Oireachtas Joint and Select Committees

Thursday, 8 November 2018

Joint Oireachtas Committee on the Implementation of the Good Friday Agreement

North-South Implementation Bodies: Waterways Ireland and Loughs Agency

2:15 pm

Ms Dawn Livingstone:

I thank the committee for the opportunity to appear. Waterways Ireland is the largest of the North-South bodies and it looks after 1,000 km of navigation, which is probably one of the country's largest outdoor recreational assets. Our statutory function is to manage, maintain, develop and promote those waterways. The slide on view shows the spread of what we are looking after. We look after two major lake systems, the Shannon and the Erne navigation. There are 420 km of canal, 360 km of which is watered, from the Royal and the Grand canals coming from the centre of Dublin right across to the Shannon, the Barrow navigation which runs through the east and the Lower Bann on the north coast.

Our goal as an all-island body is to deliver world class waterway corridors, to capitalise on these unique natural assets and to leave them in better shape than we found them for the next generation, and to use them to create jobs and support businesses while sustaining their unique built and natural heritage. There are challenges along the way, some of which I have set out. Like all public bodies, we have declining resources. There have been changes in the weather patterns, with two 100-year storms in the past three years and with extreme flooding in the winters during very short periods, as well as a shortage of water this summer. Invasive species are another challenge and are coming at us almost quicker than we can identify and map them. Last year we disinfected boats coming back into the Shannon to keep out a crayfish plague. We look after almost €1 billion worth of ageing and historical infrastructure, most of it over 200 years old, so we are looking after antiques, with all the care and cost that involves. We need to modernise our by-laws, an issue I will turn to later in the presentation. We have issues around water quality and supply. The water supply for the Royal Canal is currently being used for drinking water and we are working with Dublin City Council and Irish Water to ensure, when the midlands and Dublin water supply is restored, we get back the original supply for the Royal Canal. There are also some pollution issues. In addition, we work in highly designated lands. All of our waterways are SEAs or proposed NHAs, with the challenges that brings to look after them.

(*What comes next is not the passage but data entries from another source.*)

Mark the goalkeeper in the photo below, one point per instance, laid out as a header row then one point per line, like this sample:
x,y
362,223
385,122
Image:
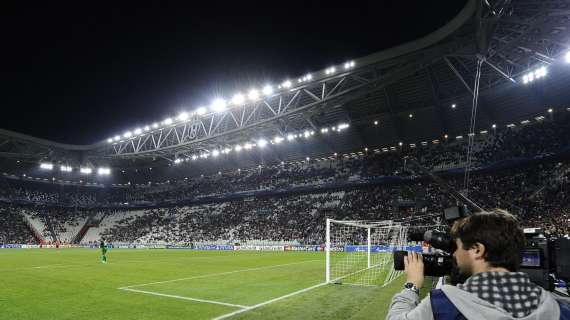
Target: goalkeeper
x,y
103,247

How have we responded to these challenges? When Waterways Ireland was originally formed, we redeveloped and reopened the Royal Canal. We now use our capital funding for repairs of critical condition infrastructure, and the slides show some of the work we are undertaking. By their nature, waterways are expensive. The second slide shows the replacement of lock gates taking place at Rooskey. There are five major locks on the Shannon navigation and the gates cost in the region of €800,000 to replace, although it is a once in 75-year job. We are using a combination of our own in-house labour and we have started to make lock gates again in Tullamore with our core skilled workforce. The next slide shows how we can respond to emergency failures, in this case by fixing an embankment.

Given reduced resources, we have taken action to reduce costs. We have recognised that some of our posts should be seasonal, reduced fixed overheads by 50%, reduced the management team and used technology to try to save costs. We have tried to match the employment of people to periods of greatest need for the service through a lock-keepers agreement. We have also looked at how we can earn income, and one of our goals is to try to create a sustainable significant income for each waterway. We have also looked to commercially use the land assets belonging in particular to the canal network and to create income through that. We have used third party funding to be able to continue a programme of development, and I have given some examples, including funding of over €4 million for towpath development.

The canals are a particular opportunity in that they are in public ownership so there are long, linear corridors for walking, cycling and boating that run from the centre of Dublin through the midlands. We have looked to form partnerships whereby we can draw down funding, for example, with Fáilte Ireland, which is currently 75% funding three key projects. These are to develop a master plan for the development of the Shannon; to examine the possibility of a greenway in the city, using the canal towpaths; and to develop a tourism master plan for the development of Grand Canal Dock. I have also given further examples. Last year, we had support through the rural recreation scheme and were able to attract €500,000 to develop a floating boardwalk that connects the blueway between the villages of Leitrim and Drumshanbo which over 10,000 people a month use for walking.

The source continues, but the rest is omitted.